[The Three Partners by Bret Harte]@TWC D-Link bookThe Three Partners CHAPTER III 24/73
She looked down from her window on the square shoulders, thick throat, and crisp matted hair of her husband as he vanished in the darkness, and drew a breath of freedom,--a freedom not so much from him as from her own weakness that he was bearing away with him into the exonerating night. She shut the window and sank down in her chair again, but in the encompassing and compassionate obscurity of the room.
And this was the man she had loved and for whom she had wrecked her young life! Or WAS it love? and, if NOT, how was she better than he? Worse; for he was more loyal to that passion that had brought them together and its responsibilities than she was.
She had suffered the perils and pangs of maternity, and yet had only the mere animal yearning for her offspring, while he had taken over the toil and duty, and even the devotion, of parentage himself.

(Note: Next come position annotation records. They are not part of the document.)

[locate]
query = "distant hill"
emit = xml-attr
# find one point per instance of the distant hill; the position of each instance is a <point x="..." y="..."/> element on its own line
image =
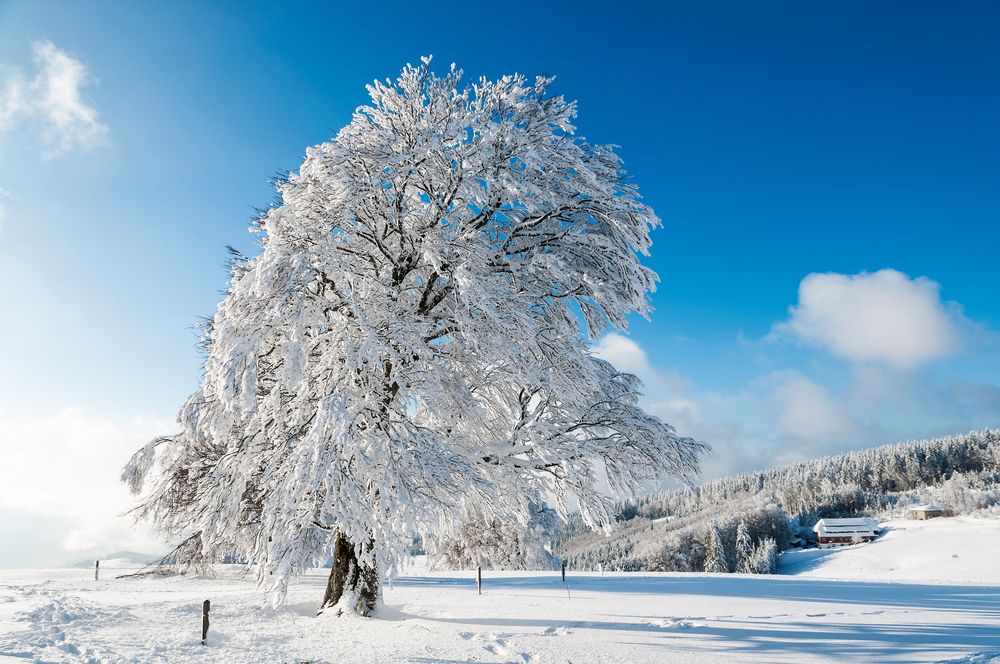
<point x="671" y="531"/>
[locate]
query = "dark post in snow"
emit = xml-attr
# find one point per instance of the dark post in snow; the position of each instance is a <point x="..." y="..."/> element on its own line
<point x="204" y="621"/>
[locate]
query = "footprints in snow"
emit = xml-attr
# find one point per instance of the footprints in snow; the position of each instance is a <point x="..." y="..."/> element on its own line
<point x="498" y="644"/>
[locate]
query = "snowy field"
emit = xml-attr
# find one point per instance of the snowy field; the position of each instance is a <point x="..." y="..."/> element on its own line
<point x="65" y="616"/>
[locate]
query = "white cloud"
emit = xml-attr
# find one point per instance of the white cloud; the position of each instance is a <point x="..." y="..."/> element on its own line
<point x="64" y="468"/>
<point x="807" y="411"/>
<point x="52" y="100"/>
<point x="883" y="316"/>
<point x="665" y="394"/>
<point x="624" y="353"/>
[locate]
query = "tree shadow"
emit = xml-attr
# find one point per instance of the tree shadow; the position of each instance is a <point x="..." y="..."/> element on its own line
<point x="983" y="600"/>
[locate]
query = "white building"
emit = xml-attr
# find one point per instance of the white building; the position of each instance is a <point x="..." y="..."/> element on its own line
<point x="846" y="531"/>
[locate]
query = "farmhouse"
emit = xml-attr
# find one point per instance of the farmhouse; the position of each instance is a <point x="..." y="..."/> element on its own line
<point x="924" y="512"/>
<point x="846" y="531"/>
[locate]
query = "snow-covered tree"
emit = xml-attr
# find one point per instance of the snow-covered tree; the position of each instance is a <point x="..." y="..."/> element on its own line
<point x="413" y="337"/>
<point x="765" y="557"/>
<point x="715" y="552"/>
<point x="495" y="543"/>
<point x="744" y="549"/>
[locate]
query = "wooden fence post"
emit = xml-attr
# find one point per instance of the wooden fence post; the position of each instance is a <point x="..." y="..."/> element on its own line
<point x="204" y="621"/>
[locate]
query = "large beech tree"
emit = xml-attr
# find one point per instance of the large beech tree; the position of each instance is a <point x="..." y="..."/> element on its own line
<point x="413" y="339"/>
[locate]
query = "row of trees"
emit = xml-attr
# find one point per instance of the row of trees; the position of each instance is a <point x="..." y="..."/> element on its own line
<point x="740" y="523"/>
<point x="686" y="543"/>
<point x="746" y="557"/>
<point x="851" y="482"/>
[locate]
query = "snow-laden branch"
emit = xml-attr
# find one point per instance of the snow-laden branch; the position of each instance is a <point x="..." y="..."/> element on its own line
<point x="413" y="337"/>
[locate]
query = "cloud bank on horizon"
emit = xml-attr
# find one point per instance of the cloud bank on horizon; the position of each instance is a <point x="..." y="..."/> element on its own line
<point x="882" y="327"/>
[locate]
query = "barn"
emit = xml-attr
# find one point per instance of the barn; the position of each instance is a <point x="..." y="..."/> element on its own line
<point x="924" y="512"/>
<point x="846" y="531"/>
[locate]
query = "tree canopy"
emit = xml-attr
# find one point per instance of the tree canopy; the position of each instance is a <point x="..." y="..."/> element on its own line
<point x="413" y="337"/>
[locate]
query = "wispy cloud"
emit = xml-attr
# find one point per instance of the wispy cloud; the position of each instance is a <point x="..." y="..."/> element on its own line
<point x="51" y="102"/>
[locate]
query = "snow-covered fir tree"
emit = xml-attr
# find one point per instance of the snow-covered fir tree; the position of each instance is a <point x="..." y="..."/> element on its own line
<point x="715" y="552"/>
<point x="744" y="550"/>
<point x="413" y="337"/>
<point x="764" y="557"/>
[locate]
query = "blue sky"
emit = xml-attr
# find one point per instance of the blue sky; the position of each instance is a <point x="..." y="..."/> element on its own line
<point x="776" y="140"/>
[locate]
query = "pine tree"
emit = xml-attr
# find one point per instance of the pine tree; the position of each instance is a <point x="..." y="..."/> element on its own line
<point x="765" y="556"/>
<point x="744" y="550"/>
<point x="715" y="554"/>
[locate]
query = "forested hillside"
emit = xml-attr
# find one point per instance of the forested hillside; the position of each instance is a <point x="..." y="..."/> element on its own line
<point x="699" y="529"/>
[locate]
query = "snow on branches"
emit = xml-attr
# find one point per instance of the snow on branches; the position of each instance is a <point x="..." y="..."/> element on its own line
<point x="413" y="337"/>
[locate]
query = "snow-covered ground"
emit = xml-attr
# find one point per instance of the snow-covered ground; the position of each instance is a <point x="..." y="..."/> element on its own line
<point x="64" y="615"/>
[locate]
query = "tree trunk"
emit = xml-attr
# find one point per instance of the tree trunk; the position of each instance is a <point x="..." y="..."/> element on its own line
<point x="349" y="578"/>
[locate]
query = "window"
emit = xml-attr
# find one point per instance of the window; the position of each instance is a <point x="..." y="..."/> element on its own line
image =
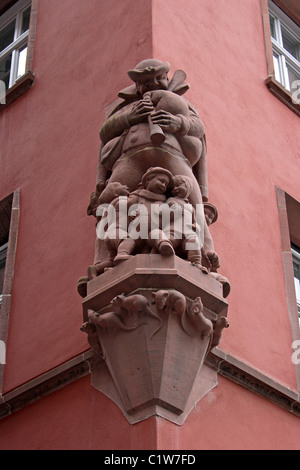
<point x="14" y="25"/>
<point x="285" y="37"/>
<point x="296" y="266"/>
<point x="281" y="25"/>
<point x="3" y="254"/>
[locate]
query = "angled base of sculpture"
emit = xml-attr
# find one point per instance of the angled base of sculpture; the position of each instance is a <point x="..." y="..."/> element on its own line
<point x="151" y="321"/>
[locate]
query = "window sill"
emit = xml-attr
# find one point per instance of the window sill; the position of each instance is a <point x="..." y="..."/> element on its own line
<point x="282" y="94"/>
<point x="20" y="87"/>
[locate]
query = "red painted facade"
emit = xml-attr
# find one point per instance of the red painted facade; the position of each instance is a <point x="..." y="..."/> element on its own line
<point x="49" y="145"/>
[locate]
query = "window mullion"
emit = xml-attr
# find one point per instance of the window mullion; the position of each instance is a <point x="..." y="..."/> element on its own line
<point x="285" y="73"/>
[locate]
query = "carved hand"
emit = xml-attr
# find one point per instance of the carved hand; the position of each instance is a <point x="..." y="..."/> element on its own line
<point x="167" y="121"/>
<point x="140" y="112"/>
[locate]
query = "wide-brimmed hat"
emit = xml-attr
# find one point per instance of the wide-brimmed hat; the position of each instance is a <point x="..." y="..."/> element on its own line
<point x="148" y="66"/>
<point x="154" y="171"/>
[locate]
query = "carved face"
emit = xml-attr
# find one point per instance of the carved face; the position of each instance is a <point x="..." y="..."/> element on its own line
<point x="157" y="184"/>
<point x="153" y="81"/>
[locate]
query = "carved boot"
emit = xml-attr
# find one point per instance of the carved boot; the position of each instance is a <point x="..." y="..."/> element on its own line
<point x="161" y="243"/>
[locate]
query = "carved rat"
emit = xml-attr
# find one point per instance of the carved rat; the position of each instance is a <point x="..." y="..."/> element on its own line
<point x="110" y="320"/>
<point x="219" y="325"/>
<point x="201" y="324"/>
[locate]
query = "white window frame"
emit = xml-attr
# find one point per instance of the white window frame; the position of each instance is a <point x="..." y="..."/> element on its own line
<point x="3" y="255"/>
<point x="283" y="57"/>
<point x="20" y="40"/>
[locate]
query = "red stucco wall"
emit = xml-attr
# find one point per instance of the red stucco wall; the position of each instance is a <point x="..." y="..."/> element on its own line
<point x="49" y="145"/>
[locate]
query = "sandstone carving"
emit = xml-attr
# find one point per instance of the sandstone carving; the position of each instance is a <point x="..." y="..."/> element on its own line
<point x="153" y="300"/>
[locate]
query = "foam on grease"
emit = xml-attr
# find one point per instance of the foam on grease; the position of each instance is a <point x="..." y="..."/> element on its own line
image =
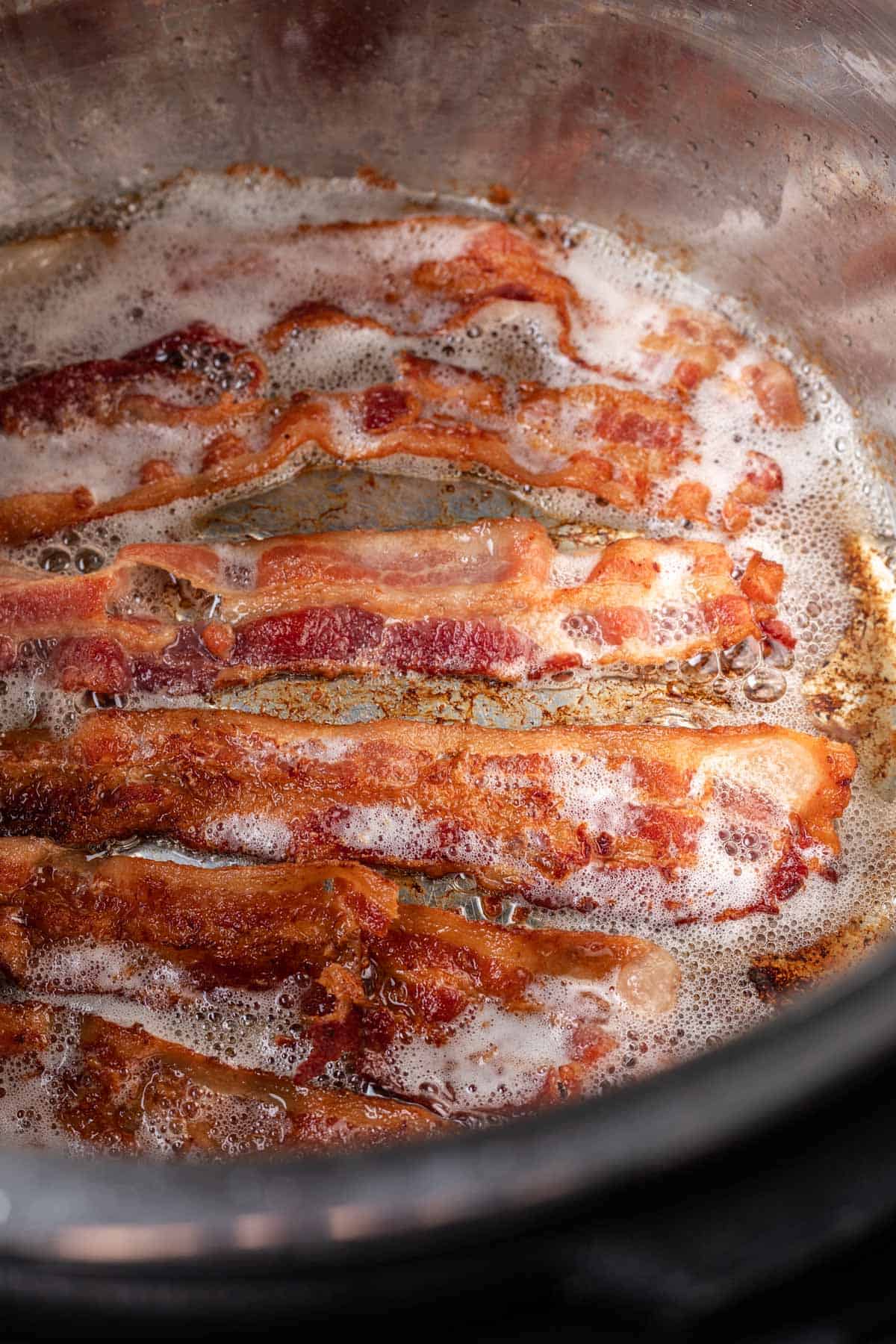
<point x="220" y="249"/>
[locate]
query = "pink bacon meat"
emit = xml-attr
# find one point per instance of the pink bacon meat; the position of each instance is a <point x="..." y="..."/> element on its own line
<point x="472" y="601"/>
<point x="553" y="815"/>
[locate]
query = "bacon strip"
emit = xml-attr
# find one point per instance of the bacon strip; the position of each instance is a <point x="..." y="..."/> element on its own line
<point x="364" y="974"/>
<point x="337" y="927"/>
<point x="418" y="276"/>
<point x="615" y="443"/>
<point x="532" y="812"/>
<point x="131" y="1092"/>
<point x="467" y="601"/>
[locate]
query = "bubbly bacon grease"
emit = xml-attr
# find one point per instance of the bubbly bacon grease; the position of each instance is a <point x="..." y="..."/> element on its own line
<point x="550" y="370"/>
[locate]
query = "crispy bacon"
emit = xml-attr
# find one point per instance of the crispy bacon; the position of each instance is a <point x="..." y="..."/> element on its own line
<point x="25" y="1028"/>
<point x="364" y="974"/>
<point x="612" y="443"/>
<point x="257" y="927"/>
<point x="473" y="600"/>
<point x="615" y="444"/>
<point x="524" y="812"/>
<point x="395" y="282"/>
<point x="198" y="359"/>
<point x="250" y="927"/>
<point x="129" y="1092"/>
<point x="704" y="343"/>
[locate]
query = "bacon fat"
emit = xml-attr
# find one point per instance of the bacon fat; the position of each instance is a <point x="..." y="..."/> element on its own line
<point x="476" y="600"/>
<point x="129" y="1092"/>
<point x="524" y="812"/>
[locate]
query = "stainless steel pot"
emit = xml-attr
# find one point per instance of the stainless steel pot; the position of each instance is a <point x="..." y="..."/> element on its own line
<point x="750" y="140"/>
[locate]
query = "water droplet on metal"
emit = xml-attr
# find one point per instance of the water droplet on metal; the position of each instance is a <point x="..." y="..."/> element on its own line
<point x="702" y="667"/>
<point x="765" y="685"/>
<point x="87" y="561"/>
<point x="54" y="559"/>
<point x="742" y="658"/>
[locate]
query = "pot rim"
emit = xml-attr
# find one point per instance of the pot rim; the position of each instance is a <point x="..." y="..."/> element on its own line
<point x="105" y="1211"/>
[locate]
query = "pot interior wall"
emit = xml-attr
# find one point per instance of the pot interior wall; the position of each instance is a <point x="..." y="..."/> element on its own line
<point x="748" y="141"/>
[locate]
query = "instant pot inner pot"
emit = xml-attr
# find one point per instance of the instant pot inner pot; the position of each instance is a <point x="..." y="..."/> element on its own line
<point x="747" y="143"/>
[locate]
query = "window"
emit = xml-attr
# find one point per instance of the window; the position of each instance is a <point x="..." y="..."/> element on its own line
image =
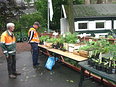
<point x="99" y="24"/>
<point x="82" y="26"/>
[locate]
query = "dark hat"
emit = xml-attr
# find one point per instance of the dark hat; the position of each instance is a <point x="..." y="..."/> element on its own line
<point x="37" y="23"/>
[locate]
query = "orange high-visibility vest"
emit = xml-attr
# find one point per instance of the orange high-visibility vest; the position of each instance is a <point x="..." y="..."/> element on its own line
<point x="7" y="39"/>
<point x="8" y="43"/>
<point x="35" y="37"/>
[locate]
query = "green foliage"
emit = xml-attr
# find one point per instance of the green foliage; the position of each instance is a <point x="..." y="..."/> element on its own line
<point x="71" y="38"/>
<point x="44" y="38"/>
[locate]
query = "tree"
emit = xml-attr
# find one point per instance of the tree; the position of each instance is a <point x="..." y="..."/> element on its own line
<point x="8" y="12"/>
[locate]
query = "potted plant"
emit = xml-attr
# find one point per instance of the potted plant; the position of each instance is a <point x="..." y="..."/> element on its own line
<point x="43" y="39"/>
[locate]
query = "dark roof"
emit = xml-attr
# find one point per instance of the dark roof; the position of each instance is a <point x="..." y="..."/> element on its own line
<point x="94" y="10"/>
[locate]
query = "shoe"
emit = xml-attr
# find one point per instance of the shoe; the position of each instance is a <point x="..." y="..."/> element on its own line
<point x="12" y="76"/>
<point x="17" y="73"/>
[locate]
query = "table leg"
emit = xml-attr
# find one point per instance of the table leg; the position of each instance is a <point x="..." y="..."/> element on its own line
<point x="81" y="77"/>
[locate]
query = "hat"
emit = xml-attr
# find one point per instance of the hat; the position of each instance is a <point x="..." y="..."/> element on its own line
<point x="37" y="23"/>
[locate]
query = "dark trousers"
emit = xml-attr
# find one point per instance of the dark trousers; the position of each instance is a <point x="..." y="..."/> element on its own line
<point x="35" y="50"/>
<point x="11" y="64"/>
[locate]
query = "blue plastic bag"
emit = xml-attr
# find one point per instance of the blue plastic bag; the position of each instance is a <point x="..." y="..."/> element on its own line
<point x="50" y="62"/>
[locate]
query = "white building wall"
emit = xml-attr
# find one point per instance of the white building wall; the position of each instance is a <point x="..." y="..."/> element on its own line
<point x="91" y="25"/>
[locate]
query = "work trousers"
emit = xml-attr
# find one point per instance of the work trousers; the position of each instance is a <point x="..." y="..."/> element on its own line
<point x="11" y="64"/>
<point x="35" y="53"/>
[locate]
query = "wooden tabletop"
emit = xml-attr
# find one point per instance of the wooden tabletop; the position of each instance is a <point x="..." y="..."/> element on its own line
<point x="66" y="54"/>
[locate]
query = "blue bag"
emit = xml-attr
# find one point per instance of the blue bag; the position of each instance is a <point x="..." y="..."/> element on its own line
<point x="50" y="62"/>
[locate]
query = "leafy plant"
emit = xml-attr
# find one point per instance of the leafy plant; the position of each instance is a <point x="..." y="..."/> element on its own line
<point x="44" y="38"/>
<point x="71" y="38"/>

But then she remembered also how he had fascinated her--a simple schoolgirl--by his sheer domineering strength, and how the objections of her parents to this coarse and common man had forced her into a clandestine intimacy that ended in her complete subjection to him.
She remembered the birth of an infant whose concealment from her parents and friends was compassed by his low cunning; she remembered the late atonement of marriage preferred by the man she had already begun to loathe and fear, and who she now believed was eager only for her inheritance.